Select Board members said the MSBA-supported renovation passed at Town Meeting and urged residents to use early voting or vote on the upcoming ballot; officials disputed claims the school was neglected, explained why renovation (not replacement) is the MSBA approach, and outlined town debt context and expected tax impacts.

Select Board leaders used the Nov. 24 meeting to press residents to vote on the Millis Middle‑High School renovation plan that the Massachusetts School Building Authority (MSBA) has framed as a renovation project.

Board members said the MSBA-approved plan passed overwhelmingly at Town Meeting and that early voting had begun the day of the meeting; in-person voting is scheduled at Town Hall next Monday. Officials said the MSBA process favors renovation when feasible and that the board rejects claims the existing building was never maintained — they said the structure, though nearly 70 years old, ‘‘has terrific bones’’ and requires infrastructure upgrades that have exceeded useful life.

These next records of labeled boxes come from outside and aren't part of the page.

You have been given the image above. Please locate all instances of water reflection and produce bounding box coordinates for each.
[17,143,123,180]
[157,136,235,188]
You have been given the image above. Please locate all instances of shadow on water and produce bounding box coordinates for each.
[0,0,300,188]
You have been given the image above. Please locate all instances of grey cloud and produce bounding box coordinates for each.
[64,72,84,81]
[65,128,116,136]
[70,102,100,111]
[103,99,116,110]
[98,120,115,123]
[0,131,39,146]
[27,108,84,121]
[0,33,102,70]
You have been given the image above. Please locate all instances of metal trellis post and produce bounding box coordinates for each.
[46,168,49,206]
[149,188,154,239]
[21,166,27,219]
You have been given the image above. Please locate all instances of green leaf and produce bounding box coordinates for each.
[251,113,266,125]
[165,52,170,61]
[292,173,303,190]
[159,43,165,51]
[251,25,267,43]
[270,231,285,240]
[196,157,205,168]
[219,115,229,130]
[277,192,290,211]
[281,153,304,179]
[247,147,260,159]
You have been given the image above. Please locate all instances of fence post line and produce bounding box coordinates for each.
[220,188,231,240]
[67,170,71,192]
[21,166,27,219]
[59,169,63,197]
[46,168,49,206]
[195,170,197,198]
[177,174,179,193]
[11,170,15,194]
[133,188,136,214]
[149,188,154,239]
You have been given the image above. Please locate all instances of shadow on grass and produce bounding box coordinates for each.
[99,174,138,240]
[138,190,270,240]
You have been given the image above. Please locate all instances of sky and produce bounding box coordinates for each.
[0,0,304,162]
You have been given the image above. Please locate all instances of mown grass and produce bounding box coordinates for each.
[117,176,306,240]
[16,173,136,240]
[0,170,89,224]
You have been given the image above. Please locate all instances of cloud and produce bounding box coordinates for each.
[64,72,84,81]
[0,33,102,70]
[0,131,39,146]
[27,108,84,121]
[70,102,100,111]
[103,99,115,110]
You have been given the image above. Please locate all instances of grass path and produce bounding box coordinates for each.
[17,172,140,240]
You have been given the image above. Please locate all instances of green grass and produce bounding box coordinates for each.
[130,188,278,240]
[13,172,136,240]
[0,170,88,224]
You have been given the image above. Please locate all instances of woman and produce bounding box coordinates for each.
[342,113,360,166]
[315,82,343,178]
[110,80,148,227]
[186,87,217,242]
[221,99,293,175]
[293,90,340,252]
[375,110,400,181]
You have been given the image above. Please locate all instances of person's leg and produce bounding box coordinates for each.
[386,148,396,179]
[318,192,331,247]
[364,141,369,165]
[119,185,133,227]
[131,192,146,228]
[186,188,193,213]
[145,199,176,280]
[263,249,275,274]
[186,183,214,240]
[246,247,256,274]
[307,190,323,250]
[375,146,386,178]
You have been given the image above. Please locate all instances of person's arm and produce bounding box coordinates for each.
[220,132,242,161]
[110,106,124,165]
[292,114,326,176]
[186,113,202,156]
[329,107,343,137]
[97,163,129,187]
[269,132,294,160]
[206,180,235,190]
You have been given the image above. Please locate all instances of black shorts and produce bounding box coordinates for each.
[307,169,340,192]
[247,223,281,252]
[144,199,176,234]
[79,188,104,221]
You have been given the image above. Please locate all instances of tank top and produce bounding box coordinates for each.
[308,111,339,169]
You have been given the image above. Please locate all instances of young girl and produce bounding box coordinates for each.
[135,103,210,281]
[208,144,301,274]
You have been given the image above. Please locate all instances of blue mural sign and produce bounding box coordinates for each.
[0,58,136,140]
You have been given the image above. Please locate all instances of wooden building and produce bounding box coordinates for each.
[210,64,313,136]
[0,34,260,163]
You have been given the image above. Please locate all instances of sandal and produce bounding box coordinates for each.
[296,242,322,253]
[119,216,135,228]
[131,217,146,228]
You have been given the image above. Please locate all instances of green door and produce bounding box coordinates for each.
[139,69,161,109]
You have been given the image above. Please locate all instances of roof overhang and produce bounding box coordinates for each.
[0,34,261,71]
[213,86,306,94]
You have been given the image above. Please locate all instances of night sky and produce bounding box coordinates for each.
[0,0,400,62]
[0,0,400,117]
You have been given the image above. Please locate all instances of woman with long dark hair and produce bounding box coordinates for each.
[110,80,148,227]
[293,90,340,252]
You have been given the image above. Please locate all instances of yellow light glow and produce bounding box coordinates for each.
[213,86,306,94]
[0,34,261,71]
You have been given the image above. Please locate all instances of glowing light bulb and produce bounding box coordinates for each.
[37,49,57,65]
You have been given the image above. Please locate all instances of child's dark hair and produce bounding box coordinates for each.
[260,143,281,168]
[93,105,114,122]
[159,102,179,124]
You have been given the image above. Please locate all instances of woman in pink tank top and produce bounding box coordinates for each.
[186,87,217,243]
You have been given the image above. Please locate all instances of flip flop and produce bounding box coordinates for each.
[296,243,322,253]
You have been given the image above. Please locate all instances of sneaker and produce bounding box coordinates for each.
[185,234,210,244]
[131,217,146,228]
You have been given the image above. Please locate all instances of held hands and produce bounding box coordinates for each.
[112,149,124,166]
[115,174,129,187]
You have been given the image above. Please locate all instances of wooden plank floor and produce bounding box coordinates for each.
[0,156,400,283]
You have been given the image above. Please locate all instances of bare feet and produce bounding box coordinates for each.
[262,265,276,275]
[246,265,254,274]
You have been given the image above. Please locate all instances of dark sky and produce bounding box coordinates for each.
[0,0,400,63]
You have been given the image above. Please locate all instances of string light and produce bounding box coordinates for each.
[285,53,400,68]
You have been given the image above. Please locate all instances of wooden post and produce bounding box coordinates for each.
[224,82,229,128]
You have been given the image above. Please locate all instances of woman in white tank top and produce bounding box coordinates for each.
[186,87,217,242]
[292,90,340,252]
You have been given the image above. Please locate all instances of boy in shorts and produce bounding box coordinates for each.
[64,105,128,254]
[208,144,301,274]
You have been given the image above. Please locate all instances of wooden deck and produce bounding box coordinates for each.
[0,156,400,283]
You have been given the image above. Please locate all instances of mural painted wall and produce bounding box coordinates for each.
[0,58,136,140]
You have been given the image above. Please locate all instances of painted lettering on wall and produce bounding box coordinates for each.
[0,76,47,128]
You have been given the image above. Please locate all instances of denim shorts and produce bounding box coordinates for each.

Officials reviewed municipal borrowing history and what they described as three distinct borrowing categories: non‑exempt debt for vehicles and equipment (ambulance, Vactor truck), and exempt debt that raises taxes for capital projects (library, police and fire stations, and Clyde Brown School). Board members recited figures on prior borrowing and the town’s share of school costs — they said the town’s bonded portion of the Clyde Brown project was about $29 million of a roughly $52 million total — and noted an estimated per‑household tax impact figure cited by the board.

Speakers urged voters to weigh both community needs and personal priorities when they mark their ballots, noting early voting options. No formal municipal action on the school bond was taken at this meeting; the discussion functioned as an informational push before the upcoming ballot.